White and red blood, as well as platelets are derived from haematopoietic stem cells, which live in the bone marrow cavity. People affected by leukaemia present with symptoms arising due to an uncontrolled proliferation of white blood cells which are arrested at different maturation stages depending on the type of leukaemia. This abnormality interferes with the balance between growth and development of normal blood cells.
How do leukaemic cells know where to go and who are the helpers?

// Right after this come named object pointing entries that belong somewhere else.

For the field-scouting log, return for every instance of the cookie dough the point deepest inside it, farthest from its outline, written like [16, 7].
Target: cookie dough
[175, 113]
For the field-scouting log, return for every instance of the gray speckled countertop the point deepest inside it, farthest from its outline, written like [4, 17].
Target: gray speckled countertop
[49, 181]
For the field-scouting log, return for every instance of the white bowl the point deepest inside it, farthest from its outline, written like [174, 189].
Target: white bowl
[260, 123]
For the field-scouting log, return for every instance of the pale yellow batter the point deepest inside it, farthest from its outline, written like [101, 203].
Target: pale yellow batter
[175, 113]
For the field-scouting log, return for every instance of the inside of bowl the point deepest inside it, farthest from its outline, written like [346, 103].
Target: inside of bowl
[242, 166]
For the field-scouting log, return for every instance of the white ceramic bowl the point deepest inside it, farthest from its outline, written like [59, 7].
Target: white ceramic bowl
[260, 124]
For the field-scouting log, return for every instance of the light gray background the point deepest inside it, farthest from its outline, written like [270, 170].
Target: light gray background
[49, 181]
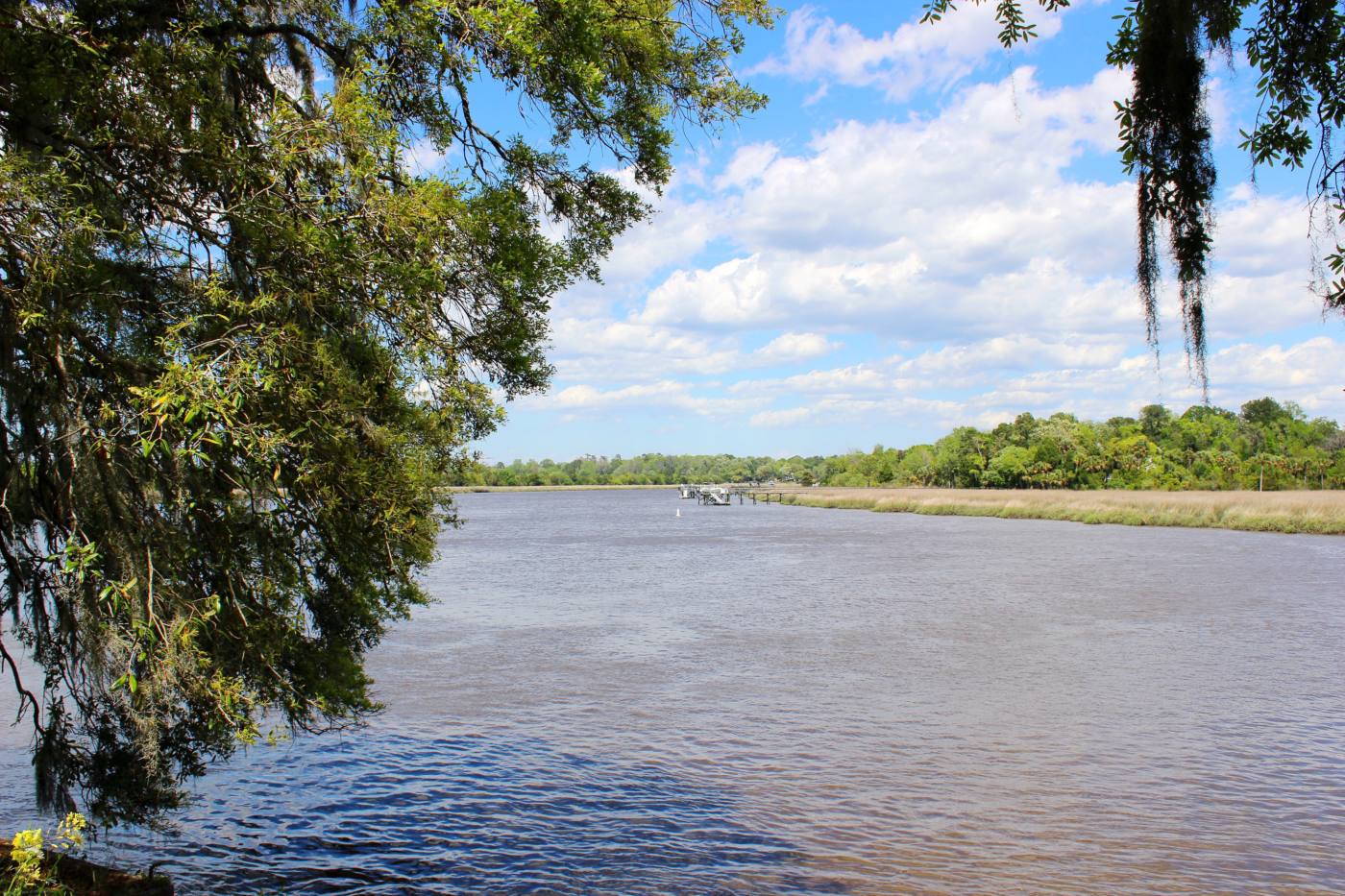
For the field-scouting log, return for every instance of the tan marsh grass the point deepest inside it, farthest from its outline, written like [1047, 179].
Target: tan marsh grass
[1287, 512]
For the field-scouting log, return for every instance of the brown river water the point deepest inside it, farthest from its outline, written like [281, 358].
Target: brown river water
[611, 698]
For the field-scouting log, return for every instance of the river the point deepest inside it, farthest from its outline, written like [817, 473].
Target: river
[612, 698]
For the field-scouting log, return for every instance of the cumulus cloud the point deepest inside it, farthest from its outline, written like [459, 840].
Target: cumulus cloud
[791, 348]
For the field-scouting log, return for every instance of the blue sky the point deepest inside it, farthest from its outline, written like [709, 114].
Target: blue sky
[920, 231]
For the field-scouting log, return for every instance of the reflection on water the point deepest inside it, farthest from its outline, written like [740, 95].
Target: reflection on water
[609, 698]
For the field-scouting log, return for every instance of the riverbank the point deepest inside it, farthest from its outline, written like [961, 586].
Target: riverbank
[456, 490]
[76, 876]
[1286, 512]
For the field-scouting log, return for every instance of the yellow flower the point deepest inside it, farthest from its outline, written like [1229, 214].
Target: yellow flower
[71, 831]
[27, 855]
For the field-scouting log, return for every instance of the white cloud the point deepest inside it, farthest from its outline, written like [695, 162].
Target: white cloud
[662, 396]
[791, 348]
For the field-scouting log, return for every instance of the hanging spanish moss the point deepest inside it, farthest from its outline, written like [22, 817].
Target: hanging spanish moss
[1297, 51]
[1166, 144]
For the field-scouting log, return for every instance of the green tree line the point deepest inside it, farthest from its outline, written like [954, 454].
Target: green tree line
[1267, 444]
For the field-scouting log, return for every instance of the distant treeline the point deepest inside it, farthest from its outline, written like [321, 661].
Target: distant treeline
[1268, 444]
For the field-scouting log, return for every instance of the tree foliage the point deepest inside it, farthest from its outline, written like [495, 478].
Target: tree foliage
[1267, 444]
[1297, 50]
[244, 342]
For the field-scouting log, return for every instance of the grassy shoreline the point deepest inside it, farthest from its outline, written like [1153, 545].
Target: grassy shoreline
[1320, 513]
[459, 490]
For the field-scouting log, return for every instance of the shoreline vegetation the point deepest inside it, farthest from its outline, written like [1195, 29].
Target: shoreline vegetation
[1267, 446]
[1317, 513]
[1321, 513]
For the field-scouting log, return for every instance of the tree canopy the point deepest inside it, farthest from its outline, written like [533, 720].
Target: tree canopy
[245, 341]
[1297, 49]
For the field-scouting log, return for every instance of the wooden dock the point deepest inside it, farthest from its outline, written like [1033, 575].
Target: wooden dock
[722, 496]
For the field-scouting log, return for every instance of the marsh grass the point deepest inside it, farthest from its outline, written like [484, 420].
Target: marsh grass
[1287, 512]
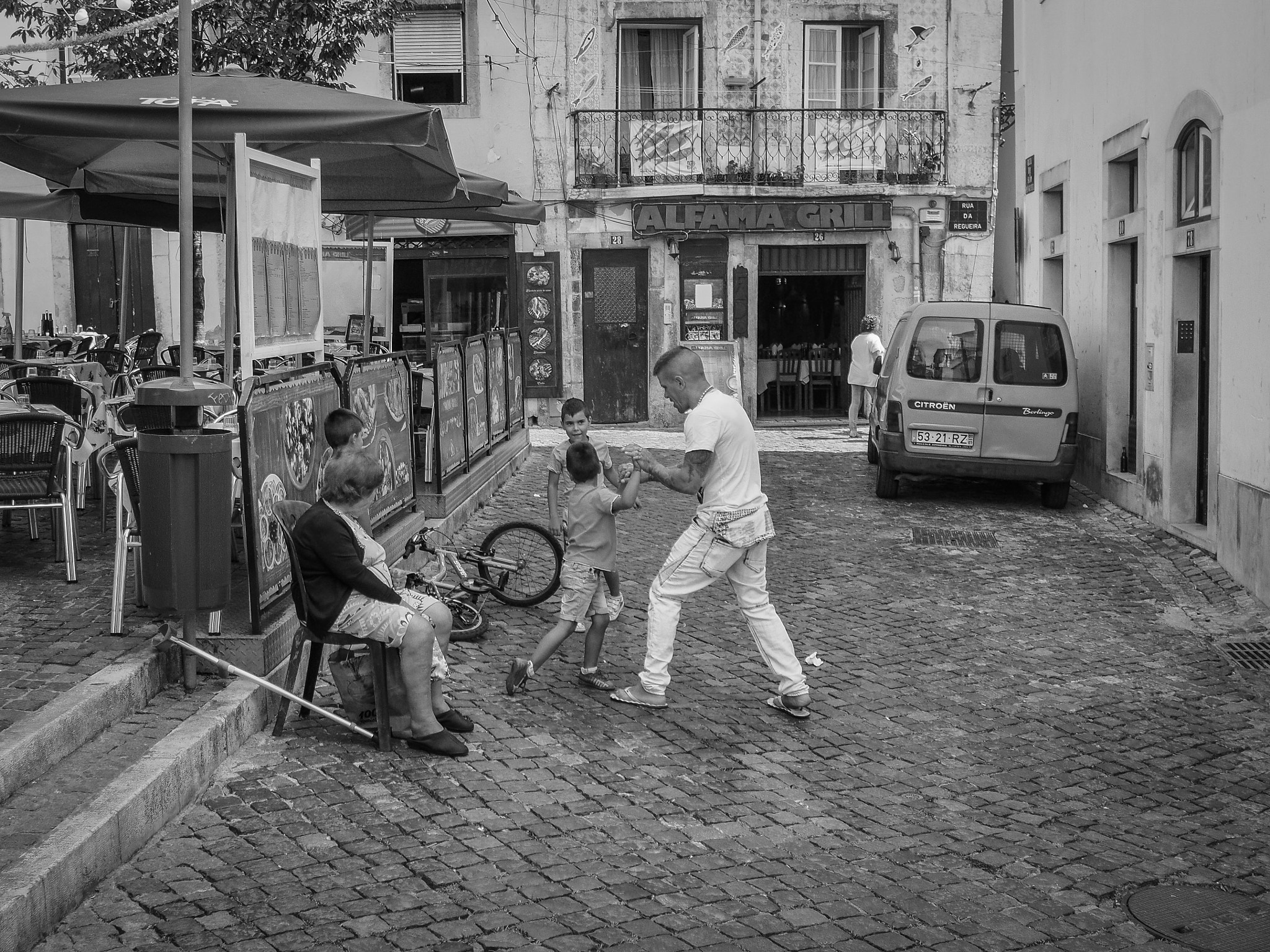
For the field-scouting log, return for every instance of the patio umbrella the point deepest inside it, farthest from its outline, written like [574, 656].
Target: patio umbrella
[120, 136]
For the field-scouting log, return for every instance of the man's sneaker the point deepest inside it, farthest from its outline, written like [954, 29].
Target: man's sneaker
[517, 676]
[595, 681]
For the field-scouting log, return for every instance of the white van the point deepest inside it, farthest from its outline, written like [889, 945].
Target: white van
[982, 390]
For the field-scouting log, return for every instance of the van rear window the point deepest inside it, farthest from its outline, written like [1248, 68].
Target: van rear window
[1029, 355]
[948, 350]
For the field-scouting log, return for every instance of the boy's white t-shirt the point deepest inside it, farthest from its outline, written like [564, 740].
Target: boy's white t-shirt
[719, 425]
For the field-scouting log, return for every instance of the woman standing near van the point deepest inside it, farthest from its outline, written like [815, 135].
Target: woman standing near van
[865, 351]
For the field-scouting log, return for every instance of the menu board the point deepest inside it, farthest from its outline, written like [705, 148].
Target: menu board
[278, 213]
[451, 447]
[497, 348]
[475, 363]
[540, 300]
[515, 381]
[283, 451]
[378, 389]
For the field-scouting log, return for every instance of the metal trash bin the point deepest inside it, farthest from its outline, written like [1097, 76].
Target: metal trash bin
[187, 491]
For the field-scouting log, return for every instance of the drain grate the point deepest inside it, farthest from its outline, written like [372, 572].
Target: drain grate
[1250, 655]
[956, 539]
[1203, 918]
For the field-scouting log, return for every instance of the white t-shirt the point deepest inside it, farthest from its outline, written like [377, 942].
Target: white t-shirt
[864, 350]
[721, 426]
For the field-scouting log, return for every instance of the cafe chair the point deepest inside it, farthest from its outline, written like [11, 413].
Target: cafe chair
[76, 402]
[146, 351]
[120, 466]
[112, 359]
[32, 456]
[788, 379]
[824, 379]
[286, 513]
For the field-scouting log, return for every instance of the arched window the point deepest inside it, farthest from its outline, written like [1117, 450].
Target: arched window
[1194, 173]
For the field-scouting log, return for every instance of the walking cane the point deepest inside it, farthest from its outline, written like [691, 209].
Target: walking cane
[228, 669]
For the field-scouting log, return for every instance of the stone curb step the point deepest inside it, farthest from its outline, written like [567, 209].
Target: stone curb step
[87, 847]
[37, 744]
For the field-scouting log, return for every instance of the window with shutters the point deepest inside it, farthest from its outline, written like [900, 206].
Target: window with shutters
[429, 58]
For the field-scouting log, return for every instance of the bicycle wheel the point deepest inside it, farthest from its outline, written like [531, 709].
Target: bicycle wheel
[538, 555]
[469, 621]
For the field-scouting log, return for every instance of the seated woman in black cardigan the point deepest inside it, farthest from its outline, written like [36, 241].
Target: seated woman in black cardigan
[351, 591]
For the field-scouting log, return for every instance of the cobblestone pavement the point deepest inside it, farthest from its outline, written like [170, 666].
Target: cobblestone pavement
[1005, 742]
[52, 633]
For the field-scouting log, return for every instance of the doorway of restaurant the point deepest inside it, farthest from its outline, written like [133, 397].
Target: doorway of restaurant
[810, 304]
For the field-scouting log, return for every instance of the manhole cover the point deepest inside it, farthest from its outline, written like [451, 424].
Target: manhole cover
[1253, 655]
[956, 539]
[1203, 918]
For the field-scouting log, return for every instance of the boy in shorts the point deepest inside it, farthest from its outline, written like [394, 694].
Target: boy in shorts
[591, 553]
[575, 421]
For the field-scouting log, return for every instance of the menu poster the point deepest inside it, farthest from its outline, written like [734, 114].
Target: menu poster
[283, 450]
[540, 296]
[278, 214]
[515, 381]
[497, 386]
[451, 448]
[378, 389]
[475, 363]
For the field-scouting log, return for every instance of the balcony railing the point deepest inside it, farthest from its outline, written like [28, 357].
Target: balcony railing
[616, 148]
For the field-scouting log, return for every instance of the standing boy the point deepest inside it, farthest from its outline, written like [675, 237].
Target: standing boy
[592, 552]
[577, 423]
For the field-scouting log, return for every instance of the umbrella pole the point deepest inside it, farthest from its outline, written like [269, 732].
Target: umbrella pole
[186, 184]
[368, 327]
[230, 276]
[18, 280]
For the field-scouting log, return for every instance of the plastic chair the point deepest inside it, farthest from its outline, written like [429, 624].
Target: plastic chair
[788, 376]
[31, 460]
[112, 359]
[146, 351]
[824, 379]
[125, 479]
[287, 513]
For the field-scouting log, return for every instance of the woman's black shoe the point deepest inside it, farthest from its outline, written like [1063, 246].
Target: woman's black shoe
[442, 743]
[454, 721]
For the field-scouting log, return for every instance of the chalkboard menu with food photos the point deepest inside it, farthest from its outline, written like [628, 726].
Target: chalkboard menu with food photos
[540, 320]
[497, 389]
[515, 381]
[283, 452]
[451, 441]
[378, 389]
[475, 366]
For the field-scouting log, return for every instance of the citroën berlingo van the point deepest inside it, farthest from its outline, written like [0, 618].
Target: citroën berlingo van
[981, 390]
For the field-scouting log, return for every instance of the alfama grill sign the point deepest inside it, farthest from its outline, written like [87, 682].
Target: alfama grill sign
[761, 216]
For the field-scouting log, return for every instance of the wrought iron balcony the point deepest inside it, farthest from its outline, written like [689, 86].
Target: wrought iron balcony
[616, 148]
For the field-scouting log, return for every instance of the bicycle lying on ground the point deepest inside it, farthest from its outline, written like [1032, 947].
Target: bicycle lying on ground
[517, 563]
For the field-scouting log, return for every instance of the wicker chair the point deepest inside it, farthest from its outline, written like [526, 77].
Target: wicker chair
[32, 457]
[120, 466]
[287, 513]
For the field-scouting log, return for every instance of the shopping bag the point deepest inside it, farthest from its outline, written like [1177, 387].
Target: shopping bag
[355, 679]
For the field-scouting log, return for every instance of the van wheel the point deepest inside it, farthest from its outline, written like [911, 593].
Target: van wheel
[1053, 495]
[888, 483]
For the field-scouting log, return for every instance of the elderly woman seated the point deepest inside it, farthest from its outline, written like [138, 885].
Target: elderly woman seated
[351, 592]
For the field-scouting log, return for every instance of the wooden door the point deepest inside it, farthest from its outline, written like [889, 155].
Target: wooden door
[615, 334]
[98, 253]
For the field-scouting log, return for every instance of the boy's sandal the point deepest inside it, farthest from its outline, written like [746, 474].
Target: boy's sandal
[779, 703]
[624, 696]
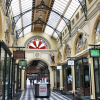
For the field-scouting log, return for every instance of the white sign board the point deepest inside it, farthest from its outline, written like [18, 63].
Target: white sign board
[43, 90]
[59, 67]
[70, 62]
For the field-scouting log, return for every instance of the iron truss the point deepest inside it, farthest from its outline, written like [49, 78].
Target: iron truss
[39, 21]
[84, 7]
[8, 3]
[41, 6]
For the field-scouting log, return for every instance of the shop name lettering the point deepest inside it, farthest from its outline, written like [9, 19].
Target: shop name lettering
[96, 53]
[43, 89]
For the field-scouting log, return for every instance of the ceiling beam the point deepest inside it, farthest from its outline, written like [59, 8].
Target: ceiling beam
[63, 15]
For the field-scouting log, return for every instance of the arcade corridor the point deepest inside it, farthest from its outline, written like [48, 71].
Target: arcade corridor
[27, 94]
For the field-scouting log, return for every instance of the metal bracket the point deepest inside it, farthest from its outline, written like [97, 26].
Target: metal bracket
[8, 3]
[84, 7]
[39, 21]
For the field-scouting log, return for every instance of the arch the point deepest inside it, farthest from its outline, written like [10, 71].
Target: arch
[40, 6]
[1, 36]
[79, 33]
[42, 59]
[39, 21]
[49, 46]
[94, 26]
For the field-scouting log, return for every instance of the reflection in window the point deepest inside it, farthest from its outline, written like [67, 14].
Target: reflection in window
[97, 32]
[60, 57]
[67, 52]
[81, 43]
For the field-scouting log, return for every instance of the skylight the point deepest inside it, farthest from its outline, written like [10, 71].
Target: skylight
[20, 6]
[65, 8]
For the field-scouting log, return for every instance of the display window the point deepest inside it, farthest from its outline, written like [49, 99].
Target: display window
[82, 80]
[96, 62]
[81, 43]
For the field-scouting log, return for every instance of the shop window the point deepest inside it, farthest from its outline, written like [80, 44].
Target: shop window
[60, 57]
[37, 44]
[90, 1]
[73, 22]
[97, 32]
[81, 10]
[65, 31]
[81, 43]
[67, 78]
[67, 52]
[82, 80]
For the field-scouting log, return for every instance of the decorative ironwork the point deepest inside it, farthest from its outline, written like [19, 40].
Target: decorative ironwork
[84, 7]
[39, 21]
[41, 6]
[8, 2]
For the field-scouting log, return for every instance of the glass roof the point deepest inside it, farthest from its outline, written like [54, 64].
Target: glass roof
[64, 7]
[20, 6]
[60, 6]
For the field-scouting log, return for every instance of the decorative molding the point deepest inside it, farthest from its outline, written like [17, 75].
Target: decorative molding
[49, 46]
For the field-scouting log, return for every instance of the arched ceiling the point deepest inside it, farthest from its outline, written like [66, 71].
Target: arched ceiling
[66, 8]
[37, 64]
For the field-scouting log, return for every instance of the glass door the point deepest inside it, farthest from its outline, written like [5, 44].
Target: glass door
[2, 73]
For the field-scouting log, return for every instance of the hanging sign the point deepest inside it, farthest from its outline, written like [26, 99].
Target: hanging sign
[94, 53]
[42, 89]
[70, 62]
[19, 54]
[22, 63]
[59, 67]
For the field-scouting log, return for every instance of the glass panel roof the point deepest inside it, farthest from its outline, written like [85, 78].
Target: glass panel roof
[27, 29]
[20, 6]
[63, 7]
[55, 35]
[60, 6]
[48, 30]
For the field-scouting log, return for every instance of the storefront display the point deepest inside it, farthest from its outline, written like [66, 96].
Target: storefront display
[67, 78]
[5, 59]
[96, 62]
[82, 80]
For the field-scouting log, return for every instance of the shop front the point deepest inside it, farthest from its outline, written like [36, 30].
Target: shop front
[96, 64]
[5, 61]
[67, 79]
[82, 80]
[56, 78]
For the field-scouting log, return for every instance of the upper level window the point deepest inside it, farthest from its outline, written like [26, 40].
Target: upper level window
[97, 32]
[81, 43]
[37, 44]
[67, 52]
[60, 57]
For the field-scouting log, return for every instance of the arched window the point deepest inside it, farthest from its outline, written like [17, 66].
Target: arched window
[37, 44]
[67, 52]
[97, 32]
[81, 43]
[60, 57]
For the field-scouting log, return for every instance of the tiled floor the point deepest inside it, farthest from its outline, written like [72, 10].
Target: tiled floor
[27, 94]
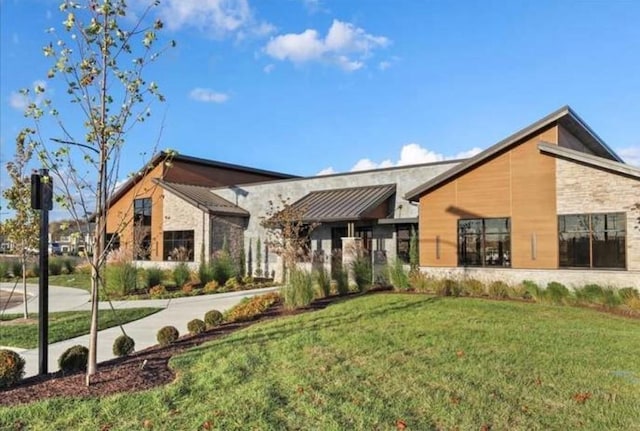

Our daily work at the Krause Lab is based on the understanding of the molecular and cellular interactions between leukaemic cells and the bone marrow microenvironment.
Our challenge is to design novel pharmacological agents which will target the interactions between bone marrow niche cells or other factors and the leukaemia cells at a defined location, but ideally without destroying the physiological cellular compartment and at the same time helping the normal haematopoietic stem cells system to overcome the disease.
How do we solve this mystery?
In order to answer these questions, we use knock out mice, i.e. mice lacking a particular gene of interest, and we follow up by studying the phenotypic and molecular differences between these leukaemic cells and those not lacking this particular gene, as well as their interactions with the surrounding microenvironment. These models help us understand which of the thousands of components are the factors supporting the development of leukaemia.
We use genetic, physiological and biochemical approaches to answer these questions because it is assumed that certain proteins from the bone marrow microenvironment are able to instruct leukaemic cells to be more aggressive. The mechanism by which a certain protein provides a message to leukaemia cells varies widely between leukaemia type and from patient to patient. We consider this aspect to be of great importance, in order to be able to apply our research to potential personalised treatment strategies. For this reason, we use various molecular techniques that help us predict and further recognize the “postman” responsible for delivering the message to leukaemia cells, while, consequentially, trying to block these messages.
Seeing is believing
The visualization of these particular cells of interest, as well as their interactions with other cells, confirms our findings and completes this complex picture. In vivo microscopy also has the advantage of helping us discover the reason behind why leukaemia cells have a unique localisation in the bone marrow, thus indicating biological differences and possible approaches to target these differences.
For example, we are interested in characterizing the interaction between leukaemia cells and blood vessels inside the bone. Can we have an analogue of the “Street view-Google map” system in a solid tissue such as bone? Yes. We are able to use a novel and highly potent microscopic technique, whereby we label our cells with a dye and later directly see by eye, when and for how long this injected cell likes to “sit” and “chat” with the blood vessel in a mouse, which may be lacking a certain gene of interest. As mentioned previously, the bone microenvironment communicates with leukaemia cells and orchestrates the cells’ behaviour and subsequently the clinical outcome.
This is not the last action and fantasy Hollywood movie but is the scenario of how leukaemic cells find their way home in order to make the disease progress.
The traditional treatment for leukaemia has been to target the leukaemia cells themselves. However, our research is showing that leukaemia cell behaviour heavily depends on the surrounding microenvironment. Thus, it is pivotal to understand how targeting the bone marrow microenvironment itself may add to the eradication of leukaemia stem cells, which is considered a prerequisite for cure.
Costanza Zanetti is a PhD Student at the Georg-Speyer-Haus working under the supervision of Prof. Dr. D.S. Krause. She completed her Bachelor degree in Biology at the University of Rome Tor Vergata and she has additional academic experience of 9 months at the University of Bilbao in Spain.
She completed her master’s degree in Translational Oncology at the University of Hull in England in 2016. There she investigated a new combinational therapy in oesophageal adenocarcinoma. She joined the Krause Lab as a PhD student in February 2017, working on the role of the bone marrow microenvironment in leukaemia using different mouse models and new techniques.